May 6
Two enforcement service specialists were dispatched to the property on Romero Street around 2:30 p.m. to inspect the furniture and other debris that had been stacked in a tall pile in the yard, according to reports filed by the officers.
The ESS officers smelled the foul odor almost instantly.
“I was overtook by a strong odor of something deceased as we approached,” one ESS officer wrote in a report.
The door to the stucco building wasn’t locked this time. In fact, ESS officers found the door wide open.
After making contact with the owner, ESS officers were granted permission to enter the structure. The deeper into the building they walked, the stronger the odor became.
“We began to focus on (the) floor just left of the side-entrance door that was swarming with flies,” an ESS officer wrote. “We noticed evidence of a hole that was being dug as there were markings from a shovel.” The property owner said he wasn’t aware of the hole.
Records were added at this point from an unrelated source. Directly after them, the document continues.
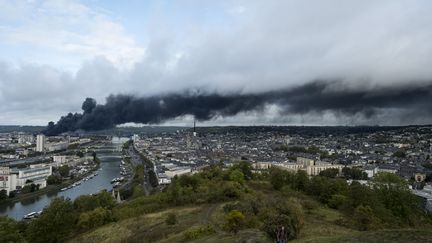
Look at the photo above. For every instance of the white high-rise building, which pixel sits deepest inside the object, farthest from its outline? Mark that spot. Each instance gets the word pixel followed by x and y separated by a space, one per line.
pixel 40 143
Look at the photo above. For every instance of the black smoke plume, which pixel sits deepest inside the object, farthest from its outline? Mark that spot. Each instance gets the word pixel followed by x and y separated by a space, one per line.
pixel 313 97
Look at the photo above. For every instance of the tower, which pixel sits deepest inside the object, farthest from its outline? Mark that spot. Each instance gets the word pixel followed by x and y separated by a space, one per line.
pixel 194 133
pixel 40 143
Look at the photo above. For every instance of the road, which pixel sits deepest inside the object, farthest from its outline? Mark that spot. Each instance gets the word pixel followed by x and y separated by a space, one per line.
pixel 136 160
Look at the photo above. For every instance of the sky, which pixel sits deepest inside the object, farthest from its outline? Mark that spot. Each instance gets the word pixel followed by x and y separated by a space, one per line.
pixel 57 53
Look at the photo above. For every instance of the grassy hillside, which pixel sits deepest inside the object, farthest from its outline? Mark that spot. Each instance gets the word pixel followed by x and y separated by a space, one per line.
pixel 235 204
pixel 322 224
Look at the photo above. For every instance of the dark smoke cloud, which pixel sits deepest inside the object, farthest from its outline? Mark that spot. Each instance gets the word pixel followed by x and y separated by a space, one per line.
pixel 316 97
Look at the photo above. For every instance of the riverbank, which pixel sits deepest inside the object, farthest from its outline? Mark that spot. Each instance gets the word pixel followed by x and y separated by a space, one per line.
pixel 48 188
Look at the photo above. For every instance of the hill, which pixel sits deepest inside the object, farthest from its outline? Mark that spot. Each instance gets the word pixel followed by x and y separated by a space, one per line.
pixel 237 205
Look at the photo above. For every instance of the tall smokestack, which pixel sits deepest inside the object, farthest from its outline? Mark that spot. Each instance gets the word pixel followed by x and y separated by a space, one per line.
pixel 194 127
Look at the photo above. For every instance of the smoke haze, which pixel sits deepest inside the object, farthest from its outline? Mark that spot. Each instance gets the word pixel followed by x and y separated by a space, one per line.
pixel 316 97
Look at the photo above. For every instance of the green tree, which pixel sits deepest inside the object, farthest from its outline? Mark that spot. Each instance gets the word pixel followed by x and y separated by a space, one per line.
pixel 171 219
pixel 364 218
pixel 237 176
pixel 301 180
pixel 95 218
pixel 288 214
pixel 10 230
pixel 234 221
pixel 338 201
pixel 3 195
pixel 64 170
pixel 245 167
pixel 399 154
pixel 55 224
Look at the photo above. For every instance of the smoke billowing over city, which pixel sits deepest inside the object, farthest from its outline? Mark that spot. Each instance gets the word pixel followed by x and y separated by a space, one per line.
pixel 318 97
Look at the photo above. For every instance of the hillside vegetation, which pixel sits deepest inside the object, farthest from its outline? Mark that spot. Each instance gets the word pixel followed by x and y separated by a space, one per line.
pixel 235 205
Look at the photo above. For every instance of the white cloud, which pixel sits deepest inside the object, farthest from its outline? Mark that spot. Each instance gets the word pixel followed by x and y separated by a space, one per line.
pixel 71 29
pixel 258 46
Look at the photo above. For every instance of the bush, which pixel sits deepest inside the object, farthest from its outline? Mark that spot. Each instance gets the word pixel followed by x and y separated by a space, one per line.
pixel 94 218
pixel 171 219
pixel 196 233
pixel 364 218
pixel 338 201
pixel 234 221
pixel 10 230
pixel 289 215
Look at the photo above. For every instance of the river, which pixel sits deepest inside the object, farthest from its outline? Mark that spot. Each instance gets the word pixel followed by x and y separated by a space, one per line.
pixel 109 169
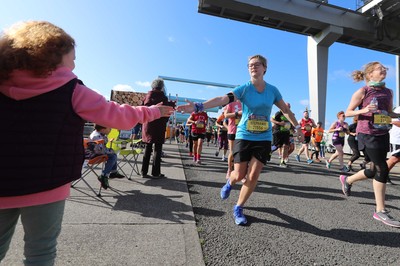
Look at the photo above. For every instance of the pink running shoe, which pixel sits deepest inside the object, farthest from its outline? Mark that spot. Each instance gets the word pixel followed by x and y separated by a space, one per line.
pixel 228 175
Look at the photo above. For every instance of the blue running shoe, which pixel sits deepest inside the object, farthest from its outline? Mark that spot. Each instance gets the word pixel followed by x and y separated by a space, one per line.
pixel 240 219
pixel 226 190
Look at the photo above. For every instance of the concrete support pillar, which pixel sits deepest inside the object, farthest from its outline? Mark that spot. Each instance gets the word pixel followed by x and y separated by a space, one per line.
pixel 397 100
pixel 317 52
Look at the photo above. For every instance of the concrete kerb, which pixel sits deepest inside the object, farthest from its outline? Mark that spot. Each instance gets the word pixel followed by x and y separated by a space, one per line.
pixel 135 222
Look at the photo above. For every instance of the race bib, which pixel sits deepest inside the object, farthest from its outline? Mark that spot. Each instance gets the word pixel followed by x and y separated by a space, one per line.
pixel 287 125
pixel 200 124
pixel 257 124
pixel 381 119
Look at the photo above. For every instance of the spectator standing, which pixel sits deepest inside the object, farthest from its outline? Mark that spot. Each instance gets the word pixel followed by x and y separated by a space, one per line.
pixel 153 133
pixel 198 119
pixel 39 89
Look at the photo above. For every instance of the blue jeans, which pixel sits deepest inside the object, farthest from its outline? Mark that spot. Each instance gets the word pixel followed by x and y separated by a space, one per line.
pixel 42 226
pixel 111 164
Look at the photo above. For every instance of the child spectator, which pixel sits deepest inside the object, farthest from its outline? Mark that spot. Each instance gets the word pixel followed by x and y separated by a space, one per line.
pixel 110 169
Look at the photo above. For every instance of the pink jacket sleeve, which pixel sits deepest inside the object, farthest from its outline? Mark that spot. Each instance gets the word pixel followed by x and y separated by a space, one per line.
pixel 93 107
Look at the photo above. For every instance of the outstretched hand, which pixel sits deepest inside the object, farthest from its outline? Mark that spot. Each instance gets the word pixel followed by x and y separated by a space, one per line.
pixel 186 108
pixel 166 111
pixel 300 136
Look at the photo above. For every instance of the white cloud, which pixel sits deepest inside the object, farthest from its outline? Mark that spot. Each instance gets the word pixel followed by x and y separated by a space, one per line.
pixel 122 87
pixel 143 83
pixel 305 102
pixel 340 74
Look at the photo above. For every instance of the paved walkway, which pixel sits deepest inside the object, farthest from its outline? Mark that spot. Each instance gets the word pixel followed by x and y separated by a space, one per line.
pixel 151 221
pixel 138 222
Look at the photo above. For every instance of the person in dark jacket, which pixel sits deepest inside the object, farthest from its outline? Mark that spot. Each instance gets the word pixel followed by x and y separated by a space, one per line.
pixel 154 132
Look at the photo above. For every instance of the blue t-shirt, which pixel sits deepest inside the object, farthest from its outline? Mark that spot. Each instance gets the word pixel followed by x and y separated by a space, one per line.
pixel 255 124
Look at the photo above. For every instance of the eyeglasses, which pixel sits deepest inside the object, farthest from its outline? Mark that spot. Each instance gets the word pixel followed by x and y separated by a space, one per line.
pixel 255 65
pixel 381 68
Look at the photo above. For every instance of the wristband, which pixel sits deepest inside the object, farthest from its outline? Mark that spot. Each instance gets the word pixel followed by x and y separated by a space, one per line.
pixel 198 107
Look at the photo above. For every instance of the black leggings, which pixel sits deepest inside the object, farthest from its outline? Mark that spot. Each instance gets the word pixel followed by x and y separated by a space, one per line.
pixel 316 152
pixel 354 148
pixel 378 169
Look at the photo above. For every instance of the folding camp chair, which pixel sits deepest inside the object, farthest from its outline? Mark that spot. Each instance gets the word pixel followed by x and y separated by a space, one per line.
pixel 129 153
pixel 91 165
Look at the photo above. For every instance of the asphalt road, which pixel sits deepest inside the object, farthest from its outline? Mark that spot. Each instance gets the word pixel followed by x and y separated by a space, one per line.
pixel 296 216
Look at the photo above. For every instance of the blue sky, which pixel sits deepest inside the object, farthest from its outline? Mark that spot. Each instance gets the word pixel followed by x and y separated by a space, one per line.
pixel 126 44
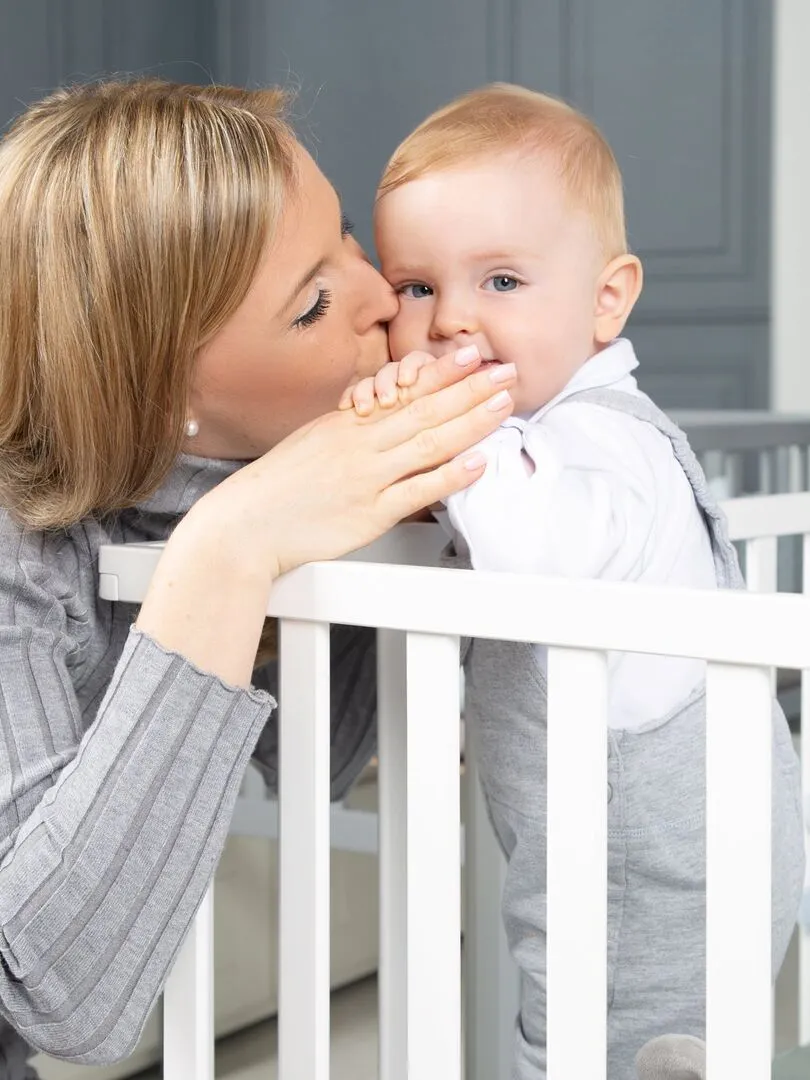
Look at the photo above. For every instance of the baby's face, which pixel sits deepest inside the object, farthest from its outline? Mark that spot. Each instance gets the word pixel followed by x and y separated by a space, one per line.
pixel 490 254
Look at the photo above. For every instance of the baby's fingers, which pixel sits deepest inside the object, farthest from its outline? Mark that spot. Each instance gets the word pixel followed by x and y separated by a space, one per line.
pixel 386 385
pixel 410 365
pixel 364 396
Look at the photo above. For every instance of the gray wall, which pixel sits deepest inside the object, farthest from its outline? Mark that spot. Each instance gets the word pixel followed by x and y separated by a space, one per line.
pixel 682 89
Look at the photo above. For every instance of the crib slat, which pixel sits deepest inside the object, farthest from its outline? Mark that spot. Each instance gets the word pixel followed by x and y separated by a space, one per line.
pixel 760 564
pixel 805 750
pixel 433 859
pixel 188 1002
pixel 392 779
pixel 577 864
pixel 739 872
pixel 304 851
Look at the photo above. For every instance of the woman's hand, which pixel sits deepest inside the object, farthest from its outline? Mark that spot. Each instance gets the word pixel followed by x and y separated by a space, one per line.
pixel 343 480
pixel 331 487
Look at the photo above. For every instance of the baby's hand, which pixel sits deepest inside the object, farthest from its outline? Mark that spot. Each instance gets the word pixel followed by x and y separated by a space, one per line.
pixel 385 387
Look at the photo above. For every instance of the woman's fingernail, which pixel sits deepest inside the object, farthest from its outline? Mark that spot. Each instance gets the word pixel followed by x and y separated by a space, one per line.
pixel 500 401
pixel 474 460
pixel 467 355
pixel 502 373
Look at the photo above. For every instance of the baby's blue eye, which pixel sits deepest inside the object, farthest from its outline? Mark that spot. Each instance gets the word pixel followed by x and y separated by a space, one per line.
pixel 502 283
pixel 416 292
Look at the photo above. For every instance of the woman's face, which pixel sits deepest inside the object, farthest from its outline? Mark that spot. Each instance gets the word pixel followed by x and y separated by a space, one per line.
pixel 312 323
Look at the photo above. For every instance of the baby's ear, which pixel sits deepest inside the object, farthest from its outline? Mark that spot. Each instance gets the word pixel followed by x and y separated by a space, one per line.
pixel 617 292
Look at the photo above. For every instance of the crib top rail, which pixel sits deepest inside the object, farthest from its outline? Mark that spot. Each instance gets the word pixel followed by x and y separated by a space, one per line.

As they walked deeper into the building, the strong odor was difficult to ignore. They searched for the source of the smell, and entered a kitchen. To the left was a bedroom, and directly off the bedroom was a bathroom. The toilet was filled with human waste, but officers were sure it wasn’t the source of the smell. The odor was too distinct, too strong.
More flies swarmed by a wall near the bathroom. ESS officers theorized that a dead rodent could be decaying inside the wall. The owner promised to have the issue looked into soon.
The longer they were inside the building, the more unbearable the smell became.
In the fresh air outside, the officers discussed the “horrific smell,” as one of them described it. Something wasn’t right. It had to be more than a rodent in a wall. That’s when ESS officers contacted dispatch and requested an LVPD officer.
A police sergeant arrived and entered the home with one of the ESS officers, the owner of the property and a man identified as his son-in-law.
Within minutes, all of them exited the house coughing and gagging, according to a report filed by an ESS officer.